Presentation is half the battle. Avoid anything that looks like it was thrown together at the last minute. Neatly wrap any presents in festive paper or gift bags. Put cards in their envelopes and maybe decorate the outside a little bit if you’re artistic or creative. If you’re giving something like a plant, a Valentine’s themed bow is a nice touch. If you’re going the dinner route, make your reservations well in advance so that your partner doesn’t overhear you begging the restaurant to let you in. (And make the evening smooth. Already have the car gassed up and the babysitter on call. Don’t be rushing around at the last minute trying to throw everything together.) Make it look like you put a lot of thought into your ideas and your partner will appreciate the effort.
Change the Date
See if he/she will agree to an alternate date. Instead of celebrating on February 14th, see if your partner will agree to an alternate date. Promise them the full Valentine’s experience, just a few days earlier or later. Everything form flowers to dining out is cheaper on an alternate date.
Plan ahead. If you plan ahead, you have a chance to shop the sales, use coupons at checkout online or find off-line coupons, and look for discounted gift card offers that might defray some of your costs. When you wait until the last minute, you have to pay the asking price. Plus, when you plan ahead you get the “good stuff” instead of having to pick through whatever is left over.

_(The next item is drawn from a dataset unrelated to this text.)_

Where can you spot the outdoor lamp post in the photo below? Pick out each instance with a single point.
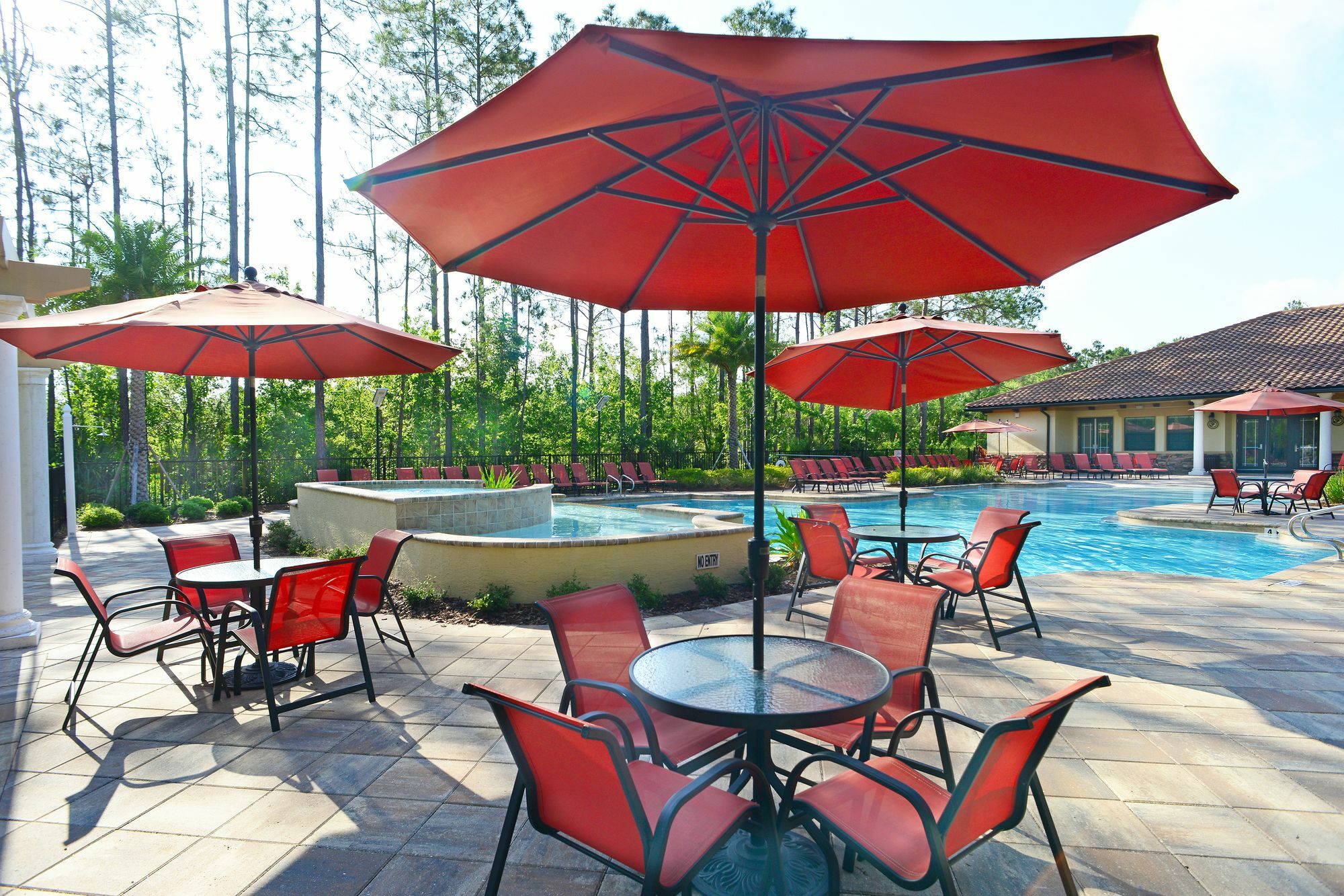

Be honest. If you can’t afford Valentine’s Day, or if the thought of spending money on a commercialized holiday makes you ill, be honest with your partner. It’s better that you’re honest up front so that his/her expectations don’t get too high. You partner might still be disappointed, but it’s a less crushing form of disappointment than expecting a big celebration only to get nothing.
About the worst thing you can do to a lover of Valentine’s Day is to ignore it or to slap something together at the last minute. Well, that or give them something that shows no thought whatsoever. Take your time and really think through all of your options. Chances are you can find a compromise between gross overspending and reducing your partner to tears of disappointment.